To: Fong: Your book review is coming soon! I shouldn’t have waited because now it’s not so fresh in my mind.

Fav musical artists

As I mentioned in a post or two, David Usher has been one of my favourite musical artists since I was about 18 years old. Yes, I did wait in line for a couple of CD signings! But I was not the crazy screaming type.

Multi-talented

His music has been playing in the background over the years, but for a few years, I didn’t really follow his career too closely. Recently, I decided to Google him and what did I find out? He is so super-talented – he does not only write songs, sing and play guitar -he wrote a book; developed/developing some AI; is involved with Amnesty International; gives presentations (can’t say I am 100% sure what he talks about- but does it really matter? He’s got my attention).

Let the Elephants Run

When I found out he wrote a book about unleashing/unlocking creativity, I knew I had to pick up a copy. So Tuesday night I began reading. Cover to cover took me just under two hours.

Here are my comments:

  1. The actual book: it feels really solid when holding it and it’s a good size for easy reading. Very eye-catching.
  2. Pages: loved the rich texture and page thickness- the feel underneath my fingers.
  3. Content: Really inspiring. Love the creativeness of the book itself.

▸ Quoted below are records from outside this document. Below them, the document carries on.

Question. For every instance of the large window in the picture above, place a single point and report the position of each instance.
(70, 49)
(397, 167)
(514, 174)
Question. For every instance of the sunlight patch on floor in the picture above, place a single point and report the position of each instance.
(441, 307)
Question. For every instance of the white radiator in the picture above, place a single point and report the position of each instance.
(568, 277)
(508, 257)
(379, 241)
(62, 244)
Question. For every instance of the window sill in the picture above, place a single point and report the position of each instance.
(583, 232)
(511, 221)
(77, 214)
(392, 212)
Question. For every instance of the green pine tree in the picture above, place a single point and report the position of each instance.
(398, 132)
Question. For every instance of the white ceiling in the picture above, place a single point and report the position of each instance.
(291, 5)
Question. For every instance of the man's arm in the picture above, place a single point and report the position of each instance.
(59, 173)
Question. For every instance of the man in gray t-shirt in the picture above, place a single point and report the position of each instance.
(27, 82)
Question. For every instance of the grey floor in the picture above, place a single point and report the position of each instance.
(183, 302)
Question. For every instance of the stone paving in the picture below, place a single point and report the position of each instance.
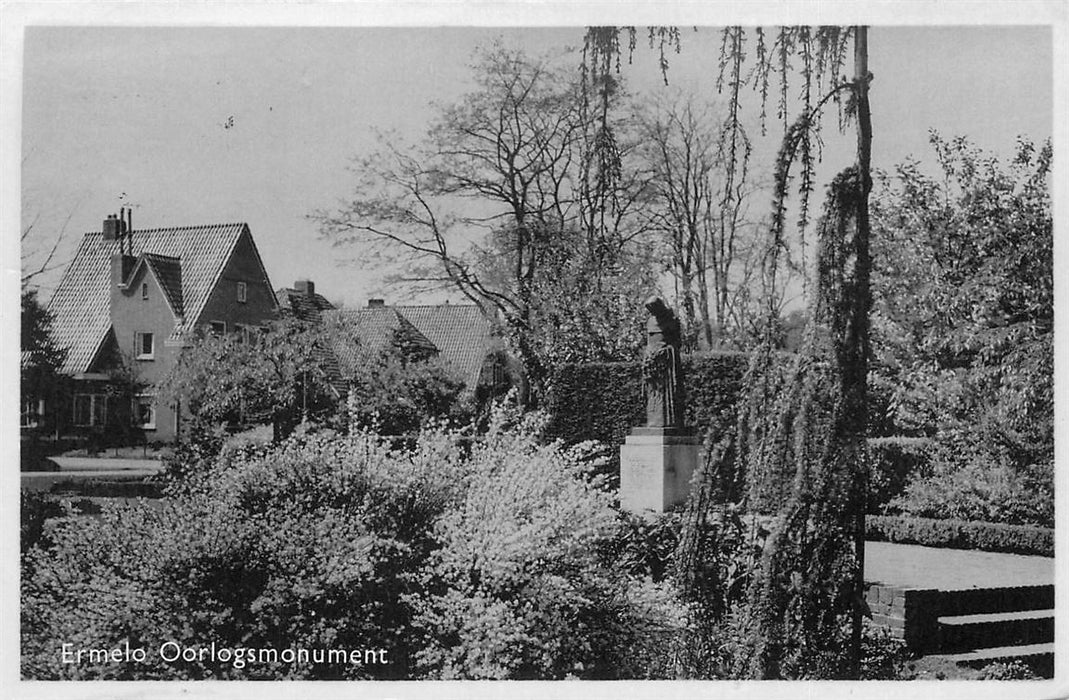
(909, 565)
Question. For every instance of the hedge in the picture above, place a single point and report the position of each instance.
(961, 534)
(603, 401)
(112, 488)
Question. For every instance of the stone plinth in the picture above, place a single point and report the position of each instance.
(655, 468)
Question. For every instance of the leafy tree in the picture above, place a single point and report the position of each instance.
(280, 375)
(397, 397)
(964, 326)
(965, 296)
(41, 357)
(840, 330)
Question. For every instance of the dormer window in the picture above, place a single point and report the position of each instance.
(143, 346)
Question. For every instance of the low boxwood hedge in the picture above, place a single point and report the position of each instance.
(961, 534)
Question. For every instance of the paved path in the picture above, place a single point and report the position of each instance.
(87, 468)
(910, 565)
(105, 464)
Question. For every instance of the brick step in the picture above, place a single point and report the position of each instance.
(978, 601)
(994, 630)
(1038, 657)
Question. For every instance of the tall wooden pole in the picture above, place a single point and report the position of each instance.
(857, 375)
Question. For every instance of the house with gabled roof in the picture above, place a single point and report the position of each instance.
(130, 300)
(460, 335)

The pages are colourful and you can have fun looking for the pink text (like the pink elephant running around) throughout the book and little black elephant on the bottom of all pages. You might even find some ants…There are many interesting concepts David writes about like structure of society; how we are born creative, but lose some of our creativity as we get older mainly because of structure and rules. Our society tries to make everyone conform, but we need to think outside the box; and how the creative aspect is only about 5% of the work and the rest is just hard work and good business planning.

I learned a few things:

  1. School systems were set up a certain way to basically train people to sit for long hours in factories. I never really thought about this before, but now it makes sense.

2) The difference between a commercial book and a non-commercial book. I struggled with understanding this when I first started working on my own books – even a publisher contact that I knew tried to explain this to me about five times (but I still didn’t get it because her explanation was a bit weak). So thanks David for helping me to understand this.

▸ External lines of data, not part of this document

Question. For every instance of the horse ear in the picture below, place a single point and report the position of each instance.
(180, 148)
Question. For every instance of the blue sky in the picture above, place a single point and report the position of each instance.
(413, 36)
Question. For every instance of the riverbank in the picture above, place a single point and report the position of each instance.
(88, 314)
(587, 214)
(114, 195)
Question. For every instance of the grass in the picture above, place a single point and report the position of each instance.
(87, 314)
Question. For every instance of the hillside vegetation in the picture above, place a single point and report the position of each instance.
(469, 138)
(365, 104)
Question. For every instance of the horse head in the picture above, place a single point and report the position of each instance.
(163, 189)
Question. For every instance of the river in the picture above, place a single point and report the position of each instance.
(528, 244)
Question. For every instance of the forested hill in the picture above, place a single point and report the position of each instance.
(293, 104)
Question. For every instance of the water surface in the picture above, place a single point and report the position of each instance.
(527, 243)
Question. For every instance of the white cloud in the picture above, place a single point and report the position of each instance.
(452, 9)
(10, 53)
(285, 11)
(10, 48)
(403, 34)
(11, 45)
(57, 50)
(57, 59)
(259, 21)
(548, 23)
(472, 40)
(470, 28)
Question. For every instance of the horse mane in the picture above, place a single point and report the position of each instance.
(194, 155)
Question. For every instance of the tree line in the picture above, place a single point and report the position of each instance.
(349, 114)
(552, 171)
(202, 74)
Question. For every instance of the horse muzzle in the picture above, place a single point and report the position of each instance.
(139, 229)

3) It is A-OK to write in a lovely book. David encourages that you just jot down notes all over. His book is like a workbook with steps to understand yourself, your business plan and how to bring back your creative side.

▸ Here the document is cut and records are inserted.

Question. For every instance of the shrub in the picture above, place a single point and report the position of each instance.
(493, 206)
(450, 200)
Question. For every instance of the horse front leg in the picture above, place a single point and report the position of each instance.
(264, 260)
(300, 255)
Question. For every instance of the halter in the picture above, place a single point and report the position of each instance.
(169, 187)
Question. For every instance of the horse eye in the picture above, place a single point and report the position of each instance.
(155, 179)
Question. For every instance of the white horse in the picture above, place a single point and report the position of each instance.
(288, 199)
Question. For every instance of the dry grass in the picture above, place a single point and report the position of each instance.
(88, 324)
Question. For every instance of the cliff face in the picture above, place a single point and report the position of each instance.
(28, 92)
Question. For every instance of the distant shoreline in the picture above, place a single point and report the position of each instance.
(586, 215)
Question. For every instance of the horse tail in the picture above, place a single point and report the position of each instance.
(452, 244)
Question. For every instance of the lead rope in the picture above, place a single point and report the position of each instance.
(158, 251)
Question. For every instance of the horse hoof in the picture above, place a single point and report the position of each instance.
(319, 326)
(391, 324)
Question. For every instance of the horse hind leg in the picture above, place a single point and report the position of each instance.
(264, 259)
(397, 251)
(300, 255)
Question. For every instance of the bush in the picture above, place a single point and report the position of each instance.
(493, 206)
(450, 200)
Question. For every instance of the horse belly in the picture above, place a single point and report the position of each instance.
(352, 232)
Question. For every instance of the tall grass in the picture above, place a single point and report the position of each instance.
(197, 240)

4) Momentum. It is important to just scribble down anything even if you can’t focus on a written piece. My momentum slowed for my novel, but then I started just to write down random thoughts like David suggests, and sure enough, my groove is back!

In this thing called life – don’t think, just pick up a copy of his book (FYI -I don’t get any commission lol) and see if you can release your creative self again. You can buy at Chapters in-store and online.